An Air Force Academy tradition in which underclassmen capture their wing’s first sergeant and dump him into the snow on the night of the first snowfall took a violent turn last week when a brawl erupted leaving 23 cadets with bruises, concussions and, in one case, a bite.
The tradition, dubbed “First Shirt/First Snow,” dates back a number of years, according to the academy, but has gone from being harmless theater to a human capture-the-flag with upperclassmen defending the first sergeant.
“This ritual has devolved to become increasingly violent, with significant numbers of cadets requiring medical care over the past two years,” Brig. Gen. Dana Born, the academy’s dean of faculty, wrote in an Oct. 28 memo to department heads. “What used to be 4 degrees [cadets] throwing the first shirt into the snow has turned into a brawl between upperclassmen defending the first sergeant and the 4 degrees trying to capture the first sergeant.”
On Oct. 25, a number of cadet squadrons lost control of their people, “which resulted in 23 cadets needing medical care, from stitches to concussions to treatment of a human bite on the arm,” Born said.
“Obviously, this has gotten out of hand and cannot be repeated. There is no way we can condone or defend this,” Born said in her memo.
Born’s memo noted that Air Force Academy Commandant Brig. Gen. Greg Lengyel held two Commander’s Call meetings over the weekend to send that message to the cadets.
Academy officials did not respond to Military.com’s request for additional information, including whether there would be disciplinary action taken against anyone involved.
Some websites discussing the practice, including one called talk.collegeconfidential.com , indicate “hall brawls” go back several years.
One online commenter described going up to the cadet NCO’s room to find him guarded by 15 upper classmen, and having to jump over stacked footlockers to get into the room to reach him. After a long battle, he said, they wrestled him out, into an elevator and finally outside.
“Once we were on ground level, he took off running,” he wrote. “But one of the females in my squad jumped on to his back, and went for the ride of her life. It was a great time! There (sic) were many battle wounds but no one got seriously injured (amazingly!).”
Born, in her memo to faculty, reiterated several of the points Lengyel made during his meetings. These included reinforcing that good military units set and enforce high standards and maintain good order and discipline.
“Hall brawls are not [in accordance with] good order and discipline and they don’t happen in the USAF,’ the talking points noted. “The Airmen don’t attack the NCOs and the Officers don’t brawl with each other.”
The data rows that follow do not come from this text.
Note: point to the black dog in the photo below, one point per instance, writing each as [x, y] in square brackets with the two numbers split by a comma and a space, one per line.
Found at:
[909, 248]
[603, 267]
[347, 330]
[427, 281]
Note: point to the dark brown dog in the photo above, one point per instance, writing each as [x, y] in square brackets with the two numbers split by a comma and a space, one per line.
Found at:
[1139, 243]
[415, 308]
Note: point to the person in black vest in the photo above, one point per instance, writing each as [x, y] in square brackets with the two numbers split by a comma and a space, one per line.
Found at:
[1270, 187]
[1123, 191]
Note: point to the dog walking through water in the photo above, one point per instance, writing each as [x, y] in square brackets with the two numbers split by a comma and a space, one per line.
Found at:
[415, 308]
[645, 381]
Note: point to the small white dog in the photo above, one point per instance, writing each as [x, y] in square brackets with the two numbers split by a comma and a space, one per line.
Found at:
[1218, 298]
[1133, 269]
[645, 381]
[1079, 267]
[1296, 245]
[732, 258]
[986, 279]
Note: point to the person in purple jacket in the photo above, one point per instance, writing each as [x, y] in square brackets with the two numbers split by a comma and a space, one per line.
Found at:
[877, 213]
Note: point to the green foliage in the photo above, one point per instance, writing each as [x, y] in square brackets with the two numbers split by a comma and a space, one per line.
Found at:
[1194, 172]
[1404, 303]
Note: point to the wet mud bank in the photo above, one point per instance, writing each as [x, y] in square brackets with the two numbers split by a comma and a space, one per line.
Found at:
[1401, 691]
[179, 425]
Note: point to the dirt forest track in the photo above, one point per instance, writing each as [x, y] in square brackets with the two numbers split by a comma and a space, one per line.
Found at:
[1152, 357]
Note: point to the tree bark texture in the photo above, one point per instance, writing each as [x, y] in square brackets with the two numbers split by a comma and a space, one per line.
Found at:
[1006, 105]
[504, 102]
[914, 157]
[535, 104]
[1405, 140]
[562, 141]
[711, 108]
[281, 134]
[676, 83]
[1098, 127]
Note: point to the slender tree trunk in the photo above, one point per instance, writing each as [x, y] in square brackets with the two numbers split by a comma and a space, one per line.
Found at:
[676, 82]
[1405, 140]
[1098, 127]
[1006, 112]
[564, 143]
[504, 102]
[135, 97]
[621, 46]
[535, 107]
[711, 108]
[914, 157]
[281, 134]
The Air Force also teaches and practices risk management – analyzing risk versus gain for a given operation, it said, and pointed out that the “gain of keeping a ‘tradition’ and having fun is not worth the risk of seriously injuring a cadet.”
Lengyel said the violence is not acceptable and must not happen again, but he invited cadets to come up with a proposal for how the tradition might be honored in the future. Those proposals must fall “within boundaries of good order and discipline and proper risk management,” Born wrote in the memo.